Seeing no basis in California or federal law for prohibiting the pursuit of alternate remedies at this early stage, this court joins those courts declining to dismiss plaintiffs' equitable claims on this basis. See id.; see also Deras v. Volkswagen Grp. of Am., Inc., No. 17-CV-05452-JST, 2018 WL 2267448, at *6 (N.D. Cal. May 17, 2018) (citing Aberin, 2018 WL 1473085, at *9); Adkins v. ComcastCorp., No. 16-CV-05969-VC, 2017 WL 3491973, at *3 (N.D. Cal. Aug. 1, 2017); Cabrales v. Castle & Cooke Mortg., LLC, No. 1:14-CV-01138-MCE, 2015 WL 3731552, at *3 (E.D. Cal. June 12, 2015); Colucci v. ZonePerfect Nutrition Co., No. 12-2907-SC, 2012 WL 6737800 at *10 (N.D. Cal. Dec. 28, 2012); Vicuna v. Alexia Foods, Inc., Case No. C 11-6119-PJH, 2012 WL 1497507 at *3 (N.D. Cal. April 27, 2012).

IV. LEAVE TO AMEND

Rule 15 of the Federal Rules of Civil Procedure mandates that leave to amend "be freely given when justice so requires." Fed. R. Civ. P. 15(a). The court should only deny a request for leave to amend if allowing amendment would unduly prejudice the opposing party, cause undue delay, be futile, or if the moving party has acted in bad faith. Leadsinger, Inc. v. BMG Music Pub., 512 F.3d 522, 532 (9th Cir. 2008); see also Sharkey v. O'Neal, 778 F.3d 767, 774 (9th Cir. 2015) (the court should grant leave to amend where additional factual allegations could cure a complaint's defects). In addition, a court should look to whether the plaintiff has previously amended the complaint, as "the district court's discretion is especially broad `where the court has already given a plaintiff one or more opportunities to amend [its] complaint.'" Ascon Properties, Inc. v. Mobil Oil Co., 866 F.2d 1149, 1161 (9th Cir. 1989) (quoting DCD Programs, Ltd. v. Leighton, 833 F.2d 183, 186 n.3 (9th Cir. 1987)).

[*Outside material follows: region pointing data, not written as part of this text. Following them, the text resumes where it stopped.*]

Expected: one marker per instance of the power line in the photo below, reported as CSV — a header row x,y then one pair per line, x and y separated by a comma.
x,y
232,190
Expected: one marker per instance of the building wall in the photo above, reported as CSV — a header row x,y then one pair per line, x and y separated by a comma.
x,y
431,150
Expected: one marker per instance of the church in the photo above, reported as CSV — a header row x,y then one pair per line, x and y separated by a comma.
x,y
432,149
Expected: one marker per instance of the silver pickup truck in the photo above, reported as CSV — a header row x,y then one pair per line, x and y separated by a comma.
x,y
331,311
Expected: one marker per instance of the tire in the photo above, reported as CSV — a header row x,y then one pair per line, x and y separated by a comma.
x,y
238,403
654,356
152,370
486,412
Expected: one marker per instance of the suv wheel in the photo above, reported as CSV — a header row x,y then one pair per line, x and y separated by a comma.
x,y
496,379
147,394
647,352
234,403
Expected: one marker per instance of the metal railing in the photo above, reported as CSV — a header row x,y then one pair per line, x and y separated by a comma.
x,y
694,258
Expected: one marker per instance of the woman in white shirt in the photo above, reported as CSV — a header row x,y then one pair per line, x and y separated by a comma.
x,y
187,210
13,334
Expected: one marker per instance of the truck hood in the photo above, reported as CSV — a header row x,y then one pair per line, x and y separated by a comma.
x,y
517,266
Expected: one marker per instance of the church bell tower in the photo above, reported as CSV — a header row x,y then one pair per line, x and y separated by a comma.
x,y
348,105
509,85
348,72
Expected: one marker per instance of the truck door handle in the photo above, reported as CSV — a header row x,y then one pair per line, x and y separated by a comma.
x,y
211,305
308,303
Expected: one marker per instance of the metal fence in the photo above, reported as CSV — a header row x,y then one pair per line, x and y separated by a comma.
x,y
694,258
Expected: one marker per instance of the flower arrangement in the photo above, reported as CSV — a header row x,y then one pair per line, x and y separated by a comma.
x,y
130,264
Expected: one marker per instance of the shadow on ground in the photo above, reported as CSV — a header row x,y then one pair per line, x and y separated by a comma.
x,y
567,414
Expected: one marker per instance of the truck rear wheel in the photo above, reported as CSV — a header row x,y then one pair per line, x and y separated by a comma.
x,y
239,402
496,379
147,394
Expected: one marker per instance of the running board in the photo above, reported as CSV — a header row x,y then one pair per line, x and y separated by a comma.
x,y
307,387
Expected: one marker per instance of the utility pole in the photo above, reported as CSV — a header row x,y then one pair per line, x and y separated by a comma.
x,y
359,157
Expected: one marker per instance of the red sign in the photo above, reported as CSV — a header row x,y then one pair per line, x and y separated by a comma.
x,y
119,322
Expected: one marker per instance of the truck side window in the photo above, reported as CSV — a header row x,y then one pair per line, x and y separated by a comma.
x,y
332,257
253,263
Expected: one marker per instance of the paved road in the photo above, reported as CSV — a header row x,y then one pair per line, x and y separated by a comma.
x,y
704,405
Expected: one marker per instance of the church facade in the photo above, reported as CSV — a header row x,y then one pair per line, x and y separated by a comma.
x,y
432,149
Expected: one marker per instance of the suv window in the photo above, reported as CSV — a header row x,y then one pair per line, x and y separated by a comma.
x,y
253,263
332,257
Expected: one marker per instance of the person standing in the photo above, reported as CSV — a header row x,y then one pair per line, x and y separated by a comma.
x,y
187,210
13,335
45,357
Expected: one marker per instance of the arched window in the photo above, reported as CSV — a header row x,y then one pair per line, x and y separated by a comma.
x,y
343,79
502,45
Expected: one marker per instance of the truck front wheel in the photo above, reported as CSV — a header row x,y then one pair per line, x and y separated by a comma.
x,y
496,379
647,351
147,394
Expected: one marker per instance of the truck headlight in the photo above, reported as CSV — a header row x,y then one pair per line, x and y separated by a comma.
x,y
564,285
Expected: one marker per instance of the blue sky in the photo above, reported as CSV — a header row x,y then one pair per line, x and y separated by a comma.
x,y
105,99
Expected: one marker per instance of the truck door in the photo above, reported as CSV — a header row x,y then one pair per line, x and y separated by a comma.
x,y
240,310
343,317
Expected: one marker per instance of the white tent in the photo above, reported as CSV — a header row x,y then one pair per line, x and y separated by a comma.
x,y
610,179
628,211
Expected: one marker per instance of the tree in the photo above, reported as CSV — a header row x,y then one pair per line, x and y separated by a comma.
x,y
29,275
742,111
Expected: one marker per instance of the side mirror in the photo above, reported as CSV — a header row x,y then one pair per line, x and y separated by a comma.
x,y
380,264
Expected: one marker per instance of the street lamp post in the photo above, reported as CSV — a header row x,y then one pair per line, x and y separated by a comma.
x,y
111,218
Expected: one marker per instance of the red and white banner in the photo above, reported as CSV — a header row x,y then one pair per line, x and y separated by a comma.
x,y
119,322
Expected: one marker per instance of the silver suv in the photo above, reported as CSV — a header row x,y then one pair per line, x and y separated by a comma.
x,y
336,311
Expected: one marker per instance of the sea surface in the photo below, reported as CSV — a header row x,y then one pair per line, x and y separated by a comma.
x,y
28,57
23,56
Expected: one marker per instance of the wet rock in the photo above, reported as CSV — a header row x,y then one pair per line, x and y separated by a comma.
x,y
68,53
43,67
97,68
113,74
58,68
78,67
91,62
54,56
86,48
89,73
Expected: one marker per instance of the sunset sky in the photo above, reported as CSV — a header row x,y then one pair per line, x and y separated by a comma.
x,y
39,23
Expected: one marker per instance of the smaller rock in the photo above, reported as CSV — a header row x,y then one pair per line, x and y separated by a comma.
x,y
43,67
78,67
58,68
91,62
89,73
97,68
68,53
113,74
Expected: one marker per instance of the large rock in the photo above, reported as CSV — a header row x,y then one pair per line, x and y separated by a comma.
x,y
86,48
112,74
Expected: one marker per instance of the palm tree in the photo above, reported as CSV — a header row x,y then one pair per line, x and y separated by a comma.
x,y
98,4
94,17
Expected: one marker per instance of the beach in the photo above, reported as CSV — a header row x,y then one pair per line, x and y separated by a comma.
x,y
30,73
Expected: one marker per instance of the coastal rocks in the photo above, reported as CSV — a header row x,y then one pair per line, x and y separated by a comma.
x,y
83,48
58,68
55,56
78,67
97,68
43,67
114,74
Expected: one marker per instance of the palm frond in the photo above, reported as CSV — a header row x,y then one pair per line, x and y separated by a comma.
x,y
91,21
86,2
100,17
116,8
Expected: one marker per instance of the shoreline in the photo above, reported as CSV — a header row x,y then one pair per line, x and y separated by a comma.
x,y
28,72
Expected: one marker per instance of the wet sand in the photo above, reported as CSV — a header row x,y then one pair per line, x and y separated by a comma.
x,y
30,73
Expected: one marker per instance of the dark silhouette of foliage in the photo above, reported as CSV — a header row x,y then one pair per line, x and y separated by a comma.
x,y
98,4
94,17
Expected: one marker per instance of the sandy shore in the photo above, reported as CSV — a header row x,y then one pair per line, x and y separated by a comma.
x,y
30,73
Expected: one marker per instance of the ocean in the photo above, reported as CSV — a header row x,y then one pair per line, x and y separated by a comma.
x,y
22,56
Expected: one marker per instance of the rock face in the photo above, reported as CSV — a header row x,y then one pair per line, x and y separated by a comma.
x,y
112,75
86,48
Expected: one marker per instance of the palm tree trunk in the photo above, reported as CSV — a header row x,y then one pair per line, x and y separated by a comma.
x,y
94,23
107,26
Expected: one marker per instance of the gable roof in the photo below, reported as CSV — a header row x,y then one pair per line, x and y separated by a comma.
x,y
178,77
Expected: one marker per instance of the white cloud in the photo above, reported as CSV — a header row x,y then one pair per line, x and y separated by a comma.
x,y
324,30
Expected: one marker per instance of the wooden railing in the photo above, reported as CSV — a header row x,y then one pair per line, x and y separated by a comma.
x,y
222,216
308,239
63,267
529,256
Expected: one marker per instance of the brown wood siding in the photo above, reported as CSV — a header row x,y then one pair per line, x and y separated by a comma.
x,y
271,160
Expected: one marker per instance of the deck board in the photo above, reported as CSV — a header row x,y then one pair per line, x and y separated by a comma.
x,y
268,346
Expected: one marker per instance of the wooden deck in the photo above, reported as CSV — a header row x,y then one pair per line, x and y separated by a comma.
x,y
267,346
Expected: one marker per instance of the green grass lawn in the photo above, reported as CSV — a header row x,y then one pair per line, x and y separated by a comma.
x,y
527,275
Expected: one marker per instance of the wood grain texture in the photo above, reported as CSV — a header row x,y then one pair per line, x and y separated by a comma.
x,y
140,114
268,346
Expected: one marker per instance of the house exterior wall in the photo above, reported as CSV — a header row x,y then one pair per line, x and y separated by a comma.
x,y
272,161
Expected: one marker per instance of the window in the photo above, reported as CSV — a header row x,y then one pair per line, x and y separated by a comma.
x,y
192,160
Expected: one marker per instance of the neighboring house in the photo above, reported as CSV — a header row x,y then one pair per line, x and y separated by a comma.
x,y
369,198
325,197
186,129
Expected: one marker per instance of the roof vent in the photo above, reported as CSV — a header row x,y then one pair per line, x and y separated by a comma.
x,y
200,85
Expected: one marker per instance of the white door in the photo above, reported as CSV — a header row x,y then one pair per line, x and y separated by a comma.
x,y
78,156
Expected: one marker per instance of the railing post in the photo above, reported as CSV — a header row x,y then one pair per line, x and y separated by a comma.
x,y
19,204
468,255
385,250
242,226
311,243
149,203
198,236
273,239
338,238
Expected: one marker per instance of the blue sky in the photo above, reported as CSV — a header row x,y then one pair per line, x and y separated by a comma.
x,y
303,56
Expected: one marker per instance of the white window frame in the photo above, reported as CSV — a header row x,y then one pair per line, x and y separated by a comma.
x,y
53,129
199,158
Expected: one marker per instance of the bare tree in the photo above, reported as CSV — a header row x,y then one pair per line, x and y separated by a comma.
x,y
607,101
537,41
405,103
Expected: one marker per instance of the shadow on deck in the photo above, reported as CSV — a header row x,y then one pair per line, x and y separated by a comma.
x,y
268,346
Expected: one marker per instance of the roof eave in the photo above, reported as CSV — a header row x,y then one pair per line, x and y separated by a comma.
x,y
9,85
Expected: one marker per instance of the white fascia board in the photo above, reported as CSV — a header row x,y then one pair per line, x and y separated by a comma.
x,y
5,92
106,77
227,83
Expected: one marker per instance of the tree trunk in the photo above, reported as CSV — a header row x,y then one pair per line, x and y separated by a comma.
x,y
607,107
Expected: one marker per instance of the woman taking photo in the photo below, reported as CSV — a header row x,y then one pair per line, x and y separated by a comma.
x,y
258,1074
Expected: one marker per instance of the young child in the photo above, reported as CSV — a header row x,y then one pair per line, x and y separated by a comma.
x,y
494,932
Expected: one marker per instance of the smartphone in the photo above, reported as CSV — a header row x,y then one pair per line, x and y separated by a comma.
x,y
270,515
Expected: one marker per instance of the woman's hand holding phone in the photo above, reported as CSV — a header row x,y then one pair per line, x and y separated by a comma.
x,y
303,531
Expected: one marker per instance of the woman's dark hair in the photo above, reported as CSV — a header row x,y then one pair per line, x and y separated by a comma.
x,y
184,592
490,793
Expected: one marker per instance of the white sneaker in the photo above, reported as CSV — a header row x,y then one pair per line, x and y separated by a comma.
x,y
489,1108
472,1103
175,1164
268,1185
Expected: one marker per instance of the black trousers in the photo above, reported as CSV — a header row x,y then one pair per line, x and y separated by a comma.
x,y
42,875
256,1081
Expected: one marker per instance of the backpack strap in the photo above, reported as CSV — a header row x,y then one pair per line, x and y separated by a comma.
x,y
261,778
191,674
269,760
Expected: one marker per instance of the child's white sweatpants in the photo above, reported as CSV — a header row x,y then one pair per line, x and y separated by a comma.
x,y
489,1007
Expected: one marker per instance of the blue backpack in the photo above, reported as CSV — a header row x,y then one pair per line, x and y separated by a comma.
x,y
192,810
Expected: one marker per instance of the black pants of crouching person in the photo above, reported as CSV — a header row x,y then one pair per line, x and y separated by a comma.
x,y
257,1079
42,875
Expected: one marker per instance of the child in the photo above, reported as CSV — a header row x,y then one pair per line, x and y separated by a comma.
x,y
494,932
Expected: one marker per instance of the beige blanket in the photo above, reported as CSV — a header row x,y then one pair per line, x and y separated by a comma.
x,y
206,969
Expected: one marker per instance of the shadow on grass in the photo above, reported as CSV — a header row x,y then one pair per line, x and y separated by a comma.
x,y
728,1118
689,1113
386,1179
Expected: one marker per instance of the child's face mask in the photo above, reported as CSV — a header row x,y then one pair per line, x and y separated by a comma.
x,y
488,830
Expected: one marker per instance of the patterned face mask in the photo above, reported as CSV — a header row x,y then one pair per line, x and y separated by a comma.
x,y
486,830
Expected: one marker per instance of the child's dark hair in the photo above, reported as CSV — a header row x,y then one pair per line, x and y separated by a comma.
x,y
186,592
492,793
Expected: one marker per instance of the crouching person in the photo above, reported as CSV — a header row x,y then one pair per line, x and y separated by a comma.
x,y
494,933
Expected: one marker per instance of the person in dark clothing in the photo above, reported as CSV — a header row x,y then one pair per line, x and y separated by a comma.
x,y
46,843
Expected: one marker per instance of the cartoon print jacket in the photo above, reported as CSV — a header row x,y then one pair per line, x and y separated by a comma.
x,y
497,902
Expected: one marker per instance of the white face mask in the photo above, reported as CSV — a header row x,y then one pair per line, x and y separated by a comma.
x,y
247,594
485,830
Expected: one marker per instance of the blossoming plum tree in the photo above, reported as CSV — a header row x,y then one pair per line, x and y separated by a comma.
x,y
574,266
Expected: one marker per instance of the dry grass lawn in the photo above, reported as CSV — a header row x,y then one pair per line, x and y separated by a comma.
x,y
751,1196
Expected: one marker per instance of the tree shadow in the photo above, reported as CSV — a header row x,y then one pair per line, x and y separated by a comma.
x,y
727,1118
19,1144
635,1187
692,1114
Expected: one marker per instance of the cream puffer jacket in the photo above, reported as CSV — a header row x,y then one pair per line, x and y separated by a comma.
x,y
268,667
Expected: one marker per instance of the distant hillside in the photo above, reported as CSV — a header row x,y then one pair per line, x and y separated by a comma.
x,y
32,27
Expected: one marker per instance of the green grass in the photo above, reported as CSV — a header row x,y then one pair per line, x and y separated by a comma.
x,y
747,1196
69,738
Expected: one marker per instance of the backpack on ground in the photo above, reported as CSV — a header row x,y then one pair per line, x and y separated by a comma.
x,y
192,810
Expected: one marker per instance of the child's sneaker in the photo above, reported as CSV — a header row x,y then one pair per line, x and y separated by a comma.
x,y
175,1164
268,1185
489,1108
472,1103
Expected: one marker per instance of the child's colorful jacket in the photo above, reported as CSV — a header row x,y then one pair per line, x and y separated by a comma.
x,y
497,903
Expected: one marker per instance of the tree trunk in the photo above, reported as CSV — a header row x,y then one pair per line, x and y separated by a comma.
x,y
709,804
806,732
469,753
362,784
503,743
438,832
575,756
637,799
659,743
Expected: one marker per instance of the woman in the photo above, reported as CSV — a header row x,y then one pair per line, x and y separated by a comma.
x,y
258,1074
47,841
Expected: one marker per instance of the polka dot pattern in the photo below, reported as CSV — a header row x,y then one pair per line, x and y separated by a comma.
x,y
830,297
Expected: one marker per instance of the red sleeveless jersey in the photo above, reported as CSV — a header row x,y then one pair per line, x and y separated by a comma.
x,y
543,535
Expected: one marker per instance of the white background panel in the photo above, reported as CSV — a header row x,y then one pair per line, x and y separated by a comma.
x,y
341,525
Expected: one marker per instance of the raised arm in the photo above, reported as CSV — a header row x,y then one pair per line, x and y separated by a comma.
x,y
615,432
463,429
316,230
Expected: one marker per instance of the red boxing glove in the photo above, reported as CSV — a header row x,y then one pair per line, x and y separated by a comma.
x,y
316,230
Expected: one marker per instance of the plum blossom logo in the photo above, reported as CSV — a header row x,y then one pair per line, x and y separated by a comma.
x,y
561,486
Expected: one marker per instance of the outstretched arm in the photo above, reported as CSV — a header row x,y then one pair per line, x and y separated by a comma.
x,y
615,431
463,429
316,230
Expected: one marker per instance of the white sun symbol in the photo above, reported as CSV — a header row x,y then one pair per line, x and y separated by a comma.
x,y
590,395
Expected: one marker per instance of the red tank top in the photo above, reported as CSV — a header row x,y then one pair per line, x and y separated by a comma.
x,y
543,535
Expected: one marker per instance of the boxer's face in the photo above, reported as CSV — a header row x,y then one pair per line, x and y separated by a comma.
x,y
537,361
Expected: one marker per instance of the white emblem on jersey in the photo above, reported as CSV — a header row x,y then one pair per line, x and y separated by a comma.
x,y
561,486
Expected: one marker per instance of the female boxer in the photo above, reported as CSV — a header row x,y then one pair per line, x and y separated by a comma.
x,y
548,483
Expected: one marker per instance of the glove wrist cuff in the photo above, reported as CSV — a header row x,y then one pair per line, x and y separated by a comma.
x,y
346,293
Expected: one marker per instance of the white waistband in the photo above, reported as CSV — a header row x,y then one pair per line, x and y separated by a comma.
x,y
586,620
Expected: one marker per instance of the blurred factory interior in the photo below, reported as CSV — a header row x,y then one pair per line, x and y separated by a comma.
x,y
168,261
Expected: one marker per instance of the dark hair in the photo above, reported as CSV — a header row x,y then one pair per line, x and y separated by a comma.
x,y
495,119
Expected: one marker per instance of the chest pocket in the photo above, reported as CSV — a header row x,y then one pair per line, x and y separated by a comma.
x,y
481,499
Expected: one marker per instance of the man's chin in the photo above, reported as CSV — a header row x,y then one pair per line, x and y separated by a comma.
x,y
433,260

Plaintiffs request leave to amend their express warranty claim "to allege that Lexus' attempt to limit the NVLW is unconscionable and should not be enforced." Opp'n at 9. While it seems their express warranty claim is incurable, the court will grant plaintiffs request and GRANTS leave to amend the express warranty claim to make their unconscionability allegation, to the extent they are able to do so while complying with the obligations of Federal Rule of Civil Procedure 11.

Plaintiffs have not requested leave to amend other claims, but it appears they may be able to allege additional facts in support of their implied warranty claim and fraud and consumer protection claims. Because defendants have not shown it would be futile to allow plaintiffs to amend these claims, and plaintiffs have not previously been given an opportunity to amend their complaint, the court finds it proper to GRANT plaintiffs leave to amend the implied warranty claim and fraud and protection claims, again if they can do so consonant with Rule 11.

Plaintiffs may include their UCL claim in any amended complaint, as it is pled sufficiently to put defendants on notice as required.

V. CONCLUSION

The court GRANTS defendants' motion to dismiss, with leave to amend consistent with this order. Plaintiffs shall file an amended complaint within twenty-one (21) days of this order.

IT IS SO ORDERED.

FootNotes


1. On March 30, 2018, the court denied Defendant's motion to transfer this case to the Central District of California to be consolidated with Heber because the class here involves a much narrower group of plaintiffs who purchased Lexus vehicles, which were not included in the Heber action, from a Lexus dealership in the Eastern District. ECF No. 36.